Abstract

Bulbar respiratory neurons display rhythmic fluctuations of membrane potential in synchrony with the respiratory cycle. These undulatory potentials are largely dependent upon the periodically arriving synaptic activities. Intrinsic membrane properties also play a certain important role in the generation or modulation of these potentials. Several types of ionic conductance have been demonstrated in the presumed respiration-related neurons in the brainstem slices2, 3. However, since these neurons in tissue slices usually lack the spontaneous rhythmic modulation in membrane potential, the identification of the neuron type based upon the spontaneous patterns of firing and membrane potential fluctuations is yet uncertain. Moreover, it is hard to know at what timing any specific ionic conductance becomes active in the respiratory cycle change in membrane potential observed in different types of the respiratory neuron.

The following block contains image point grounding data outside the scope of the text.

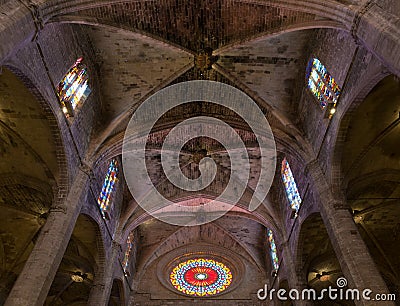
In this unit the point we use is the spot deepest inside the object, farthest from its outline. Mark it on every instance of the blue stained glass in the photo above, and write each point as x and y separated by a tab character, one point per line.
273	251
321	83
73	88
290	186
108	186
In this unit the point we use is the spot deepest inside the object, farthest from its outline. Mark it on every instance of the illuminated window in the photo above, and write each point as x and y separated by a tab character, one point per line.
201	277
322	84
108	186
129	246
290	186
73	88
273	251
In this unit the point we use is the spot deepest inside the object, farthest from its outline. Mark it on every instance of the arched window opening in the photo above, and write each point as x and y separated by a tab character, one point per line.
74	89
104	199
291	188
322	84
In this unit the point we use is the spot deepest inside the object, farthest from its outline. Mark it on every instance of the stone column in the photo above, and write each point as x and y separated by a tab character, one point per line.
33	284
100	293
293	276
357	264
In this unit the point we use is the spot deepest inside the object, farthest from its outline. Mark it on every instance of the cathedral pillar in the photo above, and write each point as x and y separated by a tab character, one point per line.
294	278
101	290
357	265
33	283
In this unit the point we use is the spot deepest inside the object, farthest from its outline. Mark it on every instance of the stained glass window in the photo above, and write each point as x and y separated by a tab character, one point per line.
273	251
73	88
321	83
201	277
290	186
129	246
108	186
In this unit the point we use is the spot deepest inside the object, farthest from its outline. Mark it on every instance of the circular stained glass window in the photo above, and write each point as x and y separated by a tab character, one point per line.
201	277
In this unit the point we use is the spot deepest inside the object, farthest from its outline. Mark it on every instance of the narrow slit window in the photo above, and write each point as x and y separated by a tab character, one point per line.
273	251
322	84
290	186
127	256
74	89
104	199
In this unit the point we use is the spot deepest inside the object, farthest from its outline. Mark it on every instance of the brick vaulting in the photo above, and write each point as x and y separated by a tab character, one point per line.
68	238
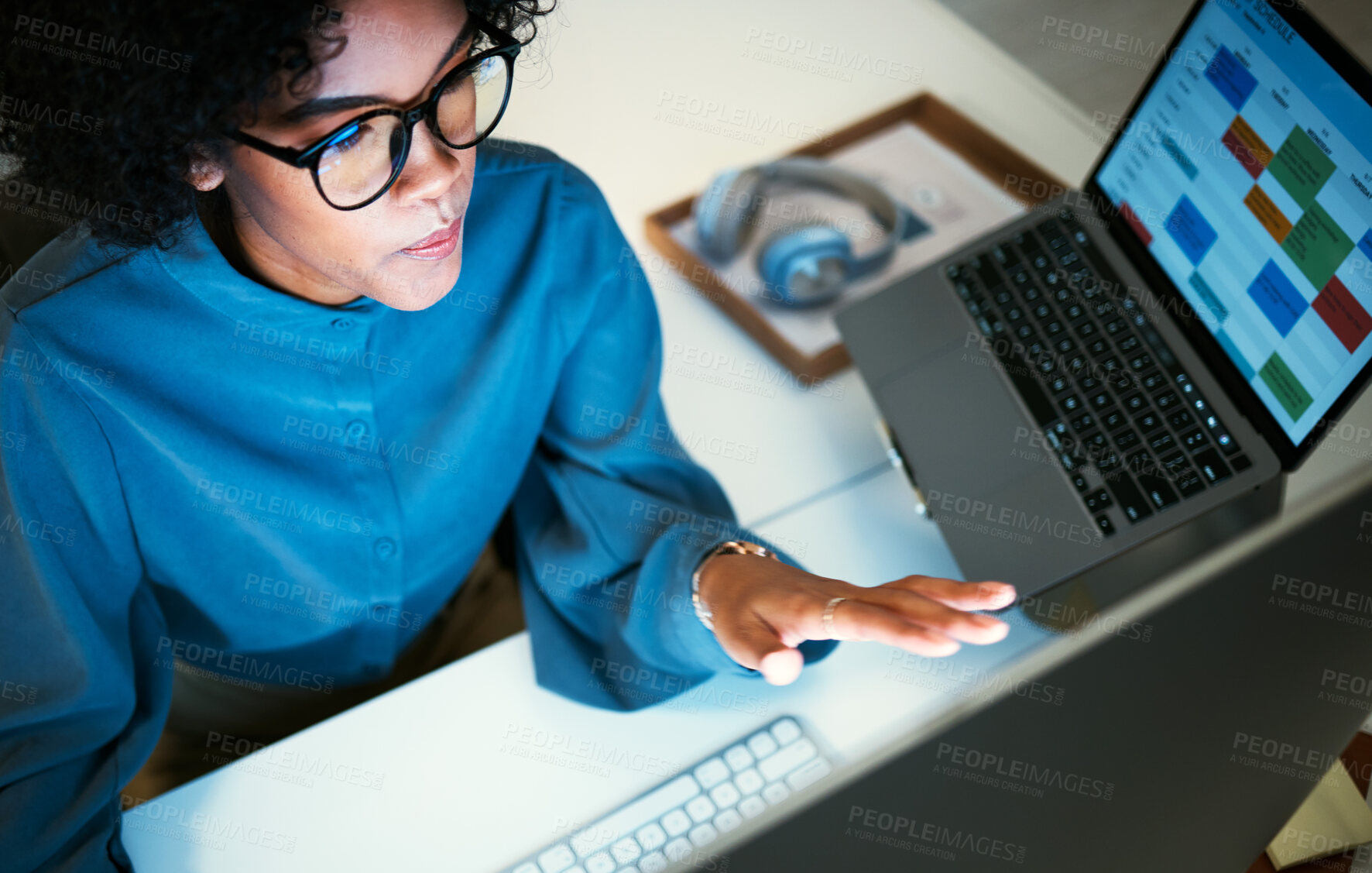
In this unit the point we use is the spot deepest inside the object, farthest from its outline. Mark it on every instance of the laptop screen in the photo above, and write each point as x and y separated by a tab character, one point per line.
1247	174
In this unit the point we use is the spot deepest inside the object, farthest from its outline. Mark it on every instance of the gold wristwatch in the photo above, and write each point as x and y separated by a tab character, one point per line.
733	547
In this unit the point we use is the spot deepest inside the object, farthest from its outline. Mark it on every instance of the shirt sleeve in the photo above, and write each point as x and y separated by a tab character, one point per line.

Nonetheless, an intact brainstem preparation has also an inherent drawback to exclude the contamination of ionic currents mediated by action potentials and postsynaptic potentials4, 5. The coaxial multi-barrelled microelectrode technique6 can partly overcome these difficulties as it allows an in vivo intracellular recording of membrane potential in conjunction with an extracellular iontophoresis of drugs which could block action potentials and synaptic waves in the recorded neuron. The present study was aimed at elucidating the possible synaptic and non-synaptic mechanisms by which the periodic fluctuations of membrane potential are shaped in bulbar respiratory neurons of the ventral respiratory group.